A travers le personnage de Rose, une jeune femme originaire de la Réunion, comme elle, Lou Lubie nous embarque dans un roman graphique mêlant récit de vie et enquête de société autour d’un sujet : les cheveux crépus.

La racine du mal-être

Nous rencontrons Rose et son rapport à ses cheveux. Enfant, elle subit les heures de torture pour les démêler. Elle rêve de cheveux lisses, comme 81% des enfants afro-américains selon une étude citée par l’autrice-illustratrice. Elle déteste ses cheveux et ce sentiment est renforcé par tous les modèles qu’elle trouve autour d’elle. Poupées, chanteuses : toutes ont les cheveux lisses et rien ne lui permet de s’identifier. Pour elle, beauté rime avec non frisé.
Adolescente, elle obtient enfin le droit de se lisser les cheveux. Finis les déjeuners ou les sorties en famille, le nouveau rituel du dimanche est le brushing. Pour Rose, c’est le début de plusieurs années de traitements capillaires dans un seul but : avoir les cheveux lisses.
Arrivée en France métropolitaine pour étudier en faculté de lettres, sa préoccupation pour ses cheveux augmente considérablement, au milieu de toutes ces personnes aux cheveux lisses. Elle passe par l’étape du défrisage, qui abîme considérablement ses cheveux, sans parler du coût que cela représente.
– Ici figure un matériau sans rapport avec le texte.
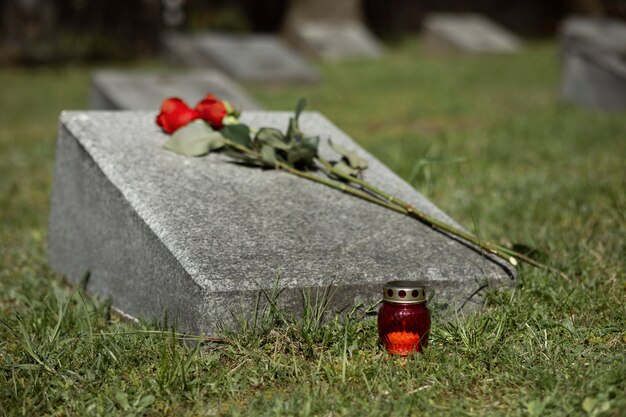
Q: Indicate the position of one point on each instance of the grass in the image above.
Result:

Sa santé mentale en pâtit également, puisqu’elle souffre de dysmorphophobie, un trouble de perception de son corps, qui la pousse à se focaliser sur ses cheveux qu’elle considère comme un défaut, et qui engendre un profond mal-être.
A force de défrisages, ses cheveux étant dans un état critique, elle se tourne vers le tressage. Cette coiffure a l’avantage de protéger ses cheveux, mais le tressage est long et cher lui aussi. Cette coiffure suscite de nombreux commentaires non-sollicités, elle est par exemple jugée « drôle » et Rose est accusée d’appropriation culturelle puisqu’elle n’est pas noire.
« Racines » est aussi un récit d’acceptation de soi et de ses origines. Rose est créole, elle a les cheveux crépus mais la peau pâle et peine à savoir qui elle est et notamment quelle coupe, quels cheveux la représentent.

Les cheveux crépus dans la société : préjugés et méconnaissance

Au-delà d’un récit de soi, c’est l’histoire de toute une partie de la population qui est racontée. Les difficultés au quotidien, les remarques, les avis non-sollicités, les préjugés. Dans le milieu professionnel par exemple, Lou Lubie indique que les personnes qui portent leurs cheveux crépus au naturel seront jugées moins sérieuses (2,5 fois moins, selon l’étude qu’elle cite) que celles qui ont les cheveux lisses. De ce fait, les personnes concernées en recherche d’emploi ont tendance à modifier leur coiffure pour les entretiens.
Les salons de coiffure de France métropolitaine sont également un lieu de discrimination. Lou Lubie explique que, jusqu’en 2023, aucune école de coiffure reconnue par l’Etat ne dispensait de formation sur ce type de cheveux et qu’en C.A.P coiffure, les cheveux crépus ne sont tout simplement pas étudiés. En résulte une méconnaissance totale de la manière de s’en occuper et de les coiffer. Et, lorsqu’un salon de coiffure accepte de coiffer une personne aux cheveux crépus, peu importe la prestation, la note sera salée. Le défrisage et le tressage ont un coût, une simple coupe également. Les produits capillaires destinés à cette texture de cheveux sont aussi plus onéreux que les autres. Mes chers cheveux.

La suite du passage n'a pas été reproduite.